Wednesday, 4 June 2008

The negative cost repository, and other archive services

I've been at a meeting of research libraries here in Philadelphia these past two days; a topic that came up a bit was the sorts of services that libraries might offer individuals and research groups in managing their research collections. I was reminded about my post about internal Edinburgh proposals for an archive service, last year. Subsequent to that it struck me that there is quite a range of services that could be offered by some combination of Library and IT services; I mentioned some of these, and there seemed to be some resonance. There could well be more, but my list included:
  • a managed current storage system with "guaranteed" backup, possibly related to the unit or department rather than individual
  • a "bit bucket" archive for selected data files, to be kept in some sense as a record (perhaps representing some critical project phase) for extended periods, probably with mainly internal access (but possibly including access by external partners, ie "semi-internal"). Might conflate to...

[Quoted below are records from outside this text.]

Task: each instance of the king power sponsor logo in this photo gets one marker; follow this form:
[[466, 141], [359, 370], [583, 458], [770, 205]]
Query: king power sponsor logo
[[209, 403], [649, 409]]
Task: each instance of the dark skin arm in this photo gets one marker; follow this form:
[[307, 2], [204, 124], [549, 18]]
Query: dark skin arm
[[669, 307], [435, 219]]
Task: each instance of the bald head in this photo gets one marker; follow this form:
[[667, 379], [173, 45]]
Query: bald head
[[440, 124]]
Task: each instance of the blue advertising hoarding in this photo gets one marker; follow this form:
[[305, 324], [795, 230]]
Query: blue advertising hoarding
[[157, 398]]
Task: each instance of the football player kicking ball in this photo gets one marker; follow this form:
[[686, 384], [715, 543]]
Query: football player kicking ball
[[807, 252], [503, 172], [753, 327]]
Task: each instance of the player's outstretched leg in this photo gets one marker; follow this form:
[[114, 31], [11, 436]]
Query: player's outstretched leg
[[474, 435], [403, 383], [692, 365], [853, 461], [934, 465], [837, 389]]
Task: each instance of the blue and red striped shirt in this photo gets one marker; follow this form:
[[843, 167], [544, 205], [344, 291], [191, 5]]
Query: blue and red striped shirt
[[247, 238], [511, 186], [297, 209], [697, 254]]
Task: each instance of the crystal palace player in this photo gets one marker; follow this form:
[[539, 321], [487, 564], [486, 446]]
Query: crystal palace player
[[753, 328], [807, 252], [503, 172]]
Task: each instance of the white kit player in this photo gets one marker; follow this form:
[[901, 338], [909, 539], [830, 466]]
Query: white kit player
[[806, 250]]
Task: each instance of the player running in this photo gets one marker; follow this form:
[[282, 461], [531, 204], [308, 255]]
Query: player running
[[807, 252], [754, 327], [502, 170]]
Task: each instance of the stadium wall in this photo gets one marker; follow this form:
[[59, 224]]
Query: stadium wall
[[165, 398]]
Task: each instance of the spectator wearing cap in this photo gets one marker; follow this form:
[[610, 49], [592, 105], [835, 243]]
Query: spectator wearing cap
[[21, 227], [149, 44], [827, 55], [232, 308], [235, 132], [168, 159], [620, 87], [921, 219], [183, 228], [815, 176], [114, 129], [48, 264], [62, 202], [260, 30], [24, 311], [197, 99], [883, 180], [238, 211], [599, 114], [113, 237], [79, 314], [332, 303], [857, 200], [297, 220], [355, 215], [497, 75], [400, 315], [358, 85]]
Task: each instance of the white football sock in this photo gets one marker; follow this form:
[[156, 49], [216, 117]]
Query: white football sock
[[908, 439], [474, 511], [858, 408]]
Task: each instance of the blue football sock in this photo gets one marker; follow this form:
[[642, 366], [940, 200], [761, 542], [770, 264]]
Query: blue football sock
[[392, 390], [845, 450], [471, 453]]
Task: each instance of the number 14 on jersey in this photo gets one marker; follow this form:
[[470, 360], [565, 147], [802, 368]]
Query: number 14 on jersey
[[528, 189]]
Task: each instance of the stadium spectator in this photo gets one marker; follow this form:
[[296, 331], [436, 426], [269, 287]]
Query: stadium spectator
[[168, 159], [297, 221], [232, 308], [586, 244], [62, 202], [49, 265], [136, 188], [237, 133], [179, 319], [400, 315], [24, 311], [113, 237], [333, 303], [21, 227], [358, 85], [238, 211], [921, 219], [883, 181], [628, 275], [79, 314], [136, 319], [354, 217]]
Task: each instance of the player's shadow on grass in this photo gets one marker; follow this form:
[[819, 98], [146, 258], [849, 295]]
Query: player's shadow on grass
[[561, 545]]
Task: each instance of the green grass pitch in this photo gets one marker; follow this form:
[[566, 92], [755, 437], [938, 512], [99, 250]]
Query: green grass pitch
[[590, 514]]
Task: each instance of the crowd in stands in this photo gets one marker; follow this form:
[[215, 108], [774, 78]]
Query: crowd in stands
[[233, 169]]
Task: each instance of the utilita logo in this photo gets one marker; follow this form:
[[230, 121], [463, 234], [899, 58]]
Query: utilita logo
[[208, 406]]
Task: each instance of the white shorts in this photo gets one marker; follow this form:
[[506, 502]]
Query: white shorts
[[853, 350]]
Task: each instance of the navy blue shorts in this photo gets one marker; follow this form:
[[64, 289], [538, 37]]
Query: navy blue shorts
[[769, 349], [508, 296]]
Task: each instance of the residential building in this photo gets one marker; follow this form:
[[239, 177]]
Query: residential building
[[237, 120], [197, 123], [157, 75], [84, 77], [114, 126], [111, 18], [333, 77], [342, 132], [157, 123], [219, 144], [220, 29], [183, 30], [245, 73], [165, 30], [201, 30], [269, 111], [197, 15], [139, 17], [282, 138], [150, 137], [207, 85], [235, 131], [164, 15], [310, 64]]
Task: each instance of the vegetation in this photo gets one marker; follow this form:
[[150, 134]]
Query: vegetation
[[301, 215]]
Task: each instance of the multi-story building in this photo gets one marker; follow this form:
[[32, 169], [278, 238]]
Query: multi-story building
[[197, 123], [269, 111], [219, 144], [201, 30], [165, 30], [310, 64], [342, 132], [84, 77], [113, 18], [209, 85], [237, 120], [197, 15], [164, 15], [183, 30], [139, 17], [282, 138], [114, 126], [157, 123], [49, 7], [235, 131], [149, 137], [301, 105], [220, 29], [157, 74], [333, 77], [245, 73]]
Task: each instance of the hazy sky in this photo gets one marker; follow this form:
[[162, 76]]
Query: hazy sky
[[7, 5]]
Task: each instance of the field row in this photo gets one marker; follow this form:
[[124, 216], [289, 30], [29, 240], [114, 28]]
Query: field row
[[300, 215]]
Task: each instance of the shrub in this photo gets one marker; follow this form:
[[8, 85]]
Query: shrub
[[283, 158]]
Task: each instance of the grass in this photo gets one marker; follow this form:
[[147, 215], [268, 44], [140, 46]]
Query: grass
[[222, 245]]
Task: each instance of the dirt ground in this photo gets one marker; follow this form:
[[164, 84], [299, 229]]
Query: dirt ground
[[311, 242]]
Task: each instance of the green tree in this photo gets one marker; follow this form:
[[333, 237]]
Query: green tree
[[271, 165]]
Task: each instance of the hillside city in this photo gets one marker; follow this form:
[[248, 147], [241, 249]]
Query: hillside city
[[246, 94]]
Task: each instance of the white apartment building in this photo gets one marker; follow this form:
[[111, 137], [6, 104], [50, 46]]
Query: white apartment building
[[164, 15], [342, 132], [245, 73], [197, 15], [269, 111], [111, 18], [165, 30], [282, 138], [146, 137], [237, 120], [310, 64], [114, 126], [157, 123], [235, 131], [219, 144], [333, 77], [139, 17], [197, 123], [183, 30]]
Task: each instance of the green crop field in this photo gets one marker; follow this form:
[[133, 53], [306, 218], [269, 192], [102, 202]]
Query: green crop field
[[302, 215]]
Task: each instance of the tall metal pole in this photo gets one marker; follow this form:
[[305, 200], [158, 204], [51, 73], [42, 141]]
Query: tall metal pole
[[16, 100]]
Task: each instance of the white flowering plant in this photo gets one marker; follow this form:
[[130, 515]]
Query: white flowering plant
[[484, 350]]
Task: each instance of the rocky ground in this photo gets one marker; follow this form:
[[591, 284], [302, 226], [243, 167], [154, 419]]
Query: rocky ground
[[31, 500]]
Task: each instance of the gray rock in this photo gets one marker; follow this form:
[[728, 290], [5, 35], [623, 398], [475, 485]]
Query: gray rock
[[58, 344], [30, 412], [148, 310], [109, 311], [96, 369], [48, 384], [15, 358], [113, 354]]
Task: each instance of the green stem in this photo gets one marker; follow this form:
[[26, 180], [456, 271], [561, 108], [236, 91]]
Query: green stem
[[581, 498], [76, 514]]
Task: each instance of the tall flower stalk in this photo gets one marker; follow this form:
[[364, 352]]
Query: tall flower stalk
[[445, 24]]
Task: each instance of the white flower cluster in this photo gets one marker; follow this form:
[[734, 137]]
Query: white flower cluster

  • a data repository, which I would see as containing all or most data in support of publication. This would need to be static (the data supports the publication and should represent it), but might need to have some kind of managed external access. This might extend to...
  • a full-blown digital preservation system, ie with some commitment to OAIS-type capabilities, keeping the data usable. As well as that we have the now customary (if not very full)...
  • publications repository, or perhaps this might grow to be...
  • a managed publications system providing support for joint development of papers and support for publication submission, and including retention & exposure of drafts or final versions as appropriate.
I really like the latter idea, which I have seen various references to. Perhaps we could persuade people to deposit if the cost of deposit was LESS than the cost of non-deposit. The negative-cost repository, I like that!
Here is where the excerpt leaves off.